The Ministry of Health (MH) has played a significant role in this cooperation, coordinated by the International Advisory Working Group on Health (AISA), together with other institutions such as the Oswaldo Cruz Foundation (Fiocruz), the National Cancer Institute (INCa), the Brazilian National Health Surveillance Agency (ANVISA) and other bodies within the MH, in conjunction with CAPES [Agency for the Support and Evaluation of Graduate Education]/Ministry of Education (MEC), State and Municipal Secretariats of Health, The National Council of Health Secretaries (CONASS), National Council of Municipal Health Secretariats (CONASEMS) and civil society organizations.

As well as ‘technical cooperation in health’, this article analyzes the elements of ‘Brazilian diplomacy’ during the 30 years since SUS has been formally in existence (1988-2018). It examines the active participation of the health sector in the processes of political integration Brazil is engaged in, in particular the UNASUR (Union of South American Nations), Mercosur and CPLP.
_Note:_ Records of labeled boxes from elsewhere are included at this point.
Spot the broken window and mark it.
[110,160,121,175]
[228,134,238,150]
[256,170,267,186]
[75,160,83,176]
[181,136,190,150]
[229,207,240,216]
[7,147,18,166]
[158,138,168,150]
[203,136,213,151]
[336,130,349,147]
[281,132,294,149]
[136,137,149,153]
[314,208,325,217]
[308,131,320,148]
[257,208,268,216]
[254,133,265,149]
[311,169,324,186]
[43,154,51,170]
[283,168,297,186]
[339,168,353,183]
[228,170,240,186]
We argue that ‘international cooperation in health’ is only one of the dimensions of Brazil’s ‘health diplomacy’. It gained particular importance since the 1988 Brazilian Federal Constitution and the implementation of SUS and was also boosted by the regional integration policies of the last 30 years.

Brazil’s International Cooperation

As a public policy, foreign policy is influenced by the dynamics of the formation and transformations of the State and the relations between government and society, with all its inherent challenges1. International cooperation policies and activities are one of the most important foreign policy tools. They are both a mechanism for domination and an essential part of an international insertion strategy, always mediated by the power games that are inherent to the dynamics of the world system.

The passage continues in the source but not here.